1
votes

This is a project I've been working on off and on for months and I feel like I'm pretty close, but I just can't seem to get past the final hurdle.

The goal is to develop an organization extension library that contains both internal and 3rd party code that we frequently rely on.

History

As a test project, I started with Apache Poi because that is already in wide use in our environment. I have a plug-in and feature built just from the Poi .jars that allows me to build our current Poi applications as long as I add the plug-in (from my workspace) to my build path. The apps work on the servers because we have already distributed the Poi .jars by manually copying them.

The next step is taking that plug-in and getting it into an updatesite so that all of the servers and developers can synchronize on one version. I found and followed these two excellent blog articles (that I wish existed when I started this project):

http://www.dalsgaard-data.eu/blog/wrap-an-existing-jar-file-into-a-plug-in/

http://www.dalsgaard-data.eu/blog/deploy-an-eclipse-update-site-to-ibm-domino-and-ibm-domino-designer/

With the caveat that the articles are written for Domino 9 and we are running 8.5.3 here, but that only matters in the last (installation) step.

Current

This brings us to the problem. All of the above seems to have worked great up to a point. I can install my feature to my designer client from the eclipse update site and it works great. However, the install is failing when I import that into our updatesite.nsf database. This means that while the developers can all install from the updatesite if I put it on a network drive, that doesn't deploy updates to our servers.

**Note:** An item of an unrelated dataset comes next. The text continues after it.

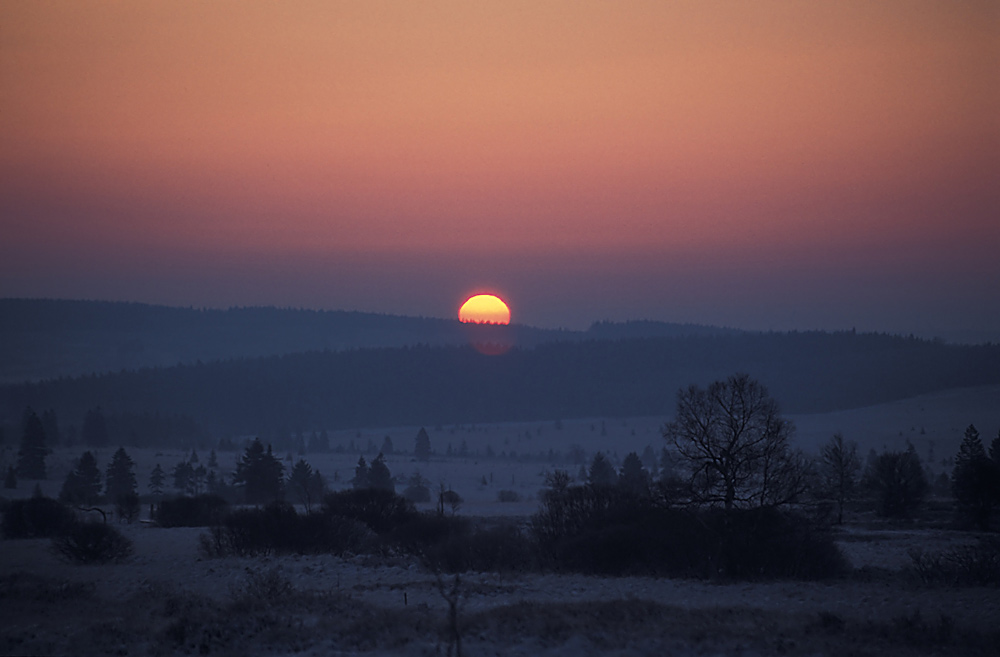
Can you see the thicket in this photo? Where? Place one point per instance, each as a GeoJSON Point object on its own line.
{"type": "Point", "coordinates": [36, 517]}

The problem is that when I try to install from the .nsf update site, the Eclipse Updater just hangs. I've let it go for well over an hour and eventually Notes becomes completely unresponsive.

So the question is, is there anything I might have done wrong, either in the development of the plug-in or server configuration that might be causing this issue?

Additional Info

I'm looking at the osgi console and that is largely unhelpful. I am getting the following errors as I'm trying to install: SEVERE Could not access digest on the site: no protocol: 0/5B004DDD5E38F3FF85257CAF004C72C7/$file/digest.zip ::class.method=unknown ::thread=Worker-7 ::loggername=org.eclipse.update.core

I could generate dumps if that would be useful.

Security is also locked down fairly tight here. It could be a security issue - is there a way to troubleshoot that? Once I get to the hang I'm just stuck guessing.

This has been edited for clarity and to update information

3
how do you load the update site? - Frantisek Kossuth
So, to make sure I understand. You've successfully got a plugin built and the server knows about it (tell http osgi ss com.yournamespace). You install the plugin into DDE via an update site but you can't build the apps which use POI. Have you checked the checkbox in xsp.properties to include the plugin as a dependency of the nsf? Does your plugin show up there? - keithstric
I'd hoped I was clearer - I'll see if I can edit my question. There is probably too much extraneous information. - Gary Forbis

3 Answers

2
votes

I know that this is post is over 5 years ago but...

for those that find this and are trying to resolve the error

SEVERE Could not access digest on the site: no protocol: "

is due to the update site project not having the URL of the Domino updatesite.nsf not being added to the Archives tab of the site.xml.

I found the updatesite.nsf also needs to be anonymously accessible as no credentials are prompted/passed through to the Domino server hosting the updatesite.nsf database (at least from DDE), YMMV from eclipse. So if Anonymous connections are blocked on the Domino server you will be out of luck.

0
votes

To develop a plug-in you really want to have 3 projects:

  • the plug-in
  • the feature
  • the update site

Of course a feature can contain more than one plug-in (and probably should) and a update site can contain more than one feature (and probably should). Once you have an update site project it features a handy button "build all" that makes sure plug-in, feature and update-site get compiled in one go. And that button is what you really want.

You can point using a setting in your Domino Designer (or local Domino server) to the feature directory. Add a plain text .link file to framework/rcp/eclipse/links, that contains the path to your install site - it then picks up the features and plug-ins from there. After a build you would need to restart designer/server to activate the updated feature.

For the Domino server the approach using an updatesite.nsf and the respective notes.ini setting makes the most sense (to me). http restart required. Lazy people script the whole thing.

0
votes

I still don't have a great answer for this, but I believe the issue is related to the environment here. I don't have the authority to change the environment, even if I were able to conclusively demonstrate it is the cause of this problem, so it is a moot point. All I can say is that at least one administrator computer had no issue installing from the update site.

For me, the solution for distributing the update site is to put it on a network drive and have everyone install it from there. The server has no problem using it from the updatesite.nsf.